Grazie anche a Matteo... sono certo che una nuova aria si respiri, ma quando sai che ragazzini non conoscono Falcone e Borsellino capisci che ancora tanto c'è da fare. E allora qualcuno lo deve fare. Non aspettiamo che quel qualcuno siano sempre gli altri. Un forte abbraccio e buona fortuna a te.
ciao Tony,
grazie per la tua bellissima lettera. Quando è stato deciso di venire a Palermo per la manifestazione del 19 luglio a sfilare con l'agenda rossa c'eravamo anche io e mia moglie spingevamo il passeggino. Spero che questo esempio serva a tanti altri genitori come noi e mi auguro di proseguire su questa linea di impegno personale e civile perchè non possiamo tacere, non possiamo accettare tutto questo schifo. Lo dobbiamo ai nostri figli, al loro futuro e soprattutto a noi stessi.
Spero di vederti a Roma. Noi ci siamo e noi ci saremo sempre.
un caro saluto dalle Marche
andrea
Lettera stupenda che, col tuo permesso, metterò anche sul mio blog, ovviamente lincandola al tuo, affinchè chiunque ne colga la straordinarietà, possa venirti a dare il suo sostegno.
Ciao_
Roby
Bellissima lettera Antonio, certamente da divulgare...

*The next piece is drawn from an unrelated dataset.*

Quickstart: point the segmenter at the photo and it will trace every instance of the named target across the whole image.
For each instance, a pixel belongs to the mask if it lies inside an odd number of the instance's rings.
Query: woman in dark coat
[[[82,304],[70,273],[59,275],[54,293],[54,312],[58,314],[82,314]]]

Con il tuo permesso il mio blog e Facebook accoglierebbero con gioia tale scritto.
Grazie Sergio (Vicenza)
Grazie a tutti per l'apprezzamento... tira su il morale sapere che tutta Italia "sente" fortemente questo tema e che, quindi, non è solo un problema siciliano. Ne approfitto anche per autorizzare, chiunque voglia, a pubblicare la lettera sui propri siti.
Un grazie di cuore.
il guaio caro Tony e già fatto , io non vorrei essere pessimista , ma non si puo' fare a meno di vedere tutto quello che ci circonda dai bla bla del premier, a gli sproloqui della lega, alle verità nascoste e alle evidenti bugie che sentiamo dalla mattina alla sera
grazie per i tuoi scritti una goccia d'acqua nel deserto....
CONCETTA
Caro Tony, io ogni tanto rileggo questo straordinario post e mi emoziono... Colgo sempre frasi che mi erano sfuggite o avevo dimenticato.
Ne parlo con amici e conoscenti... Che dire: cerco di venirti dietro.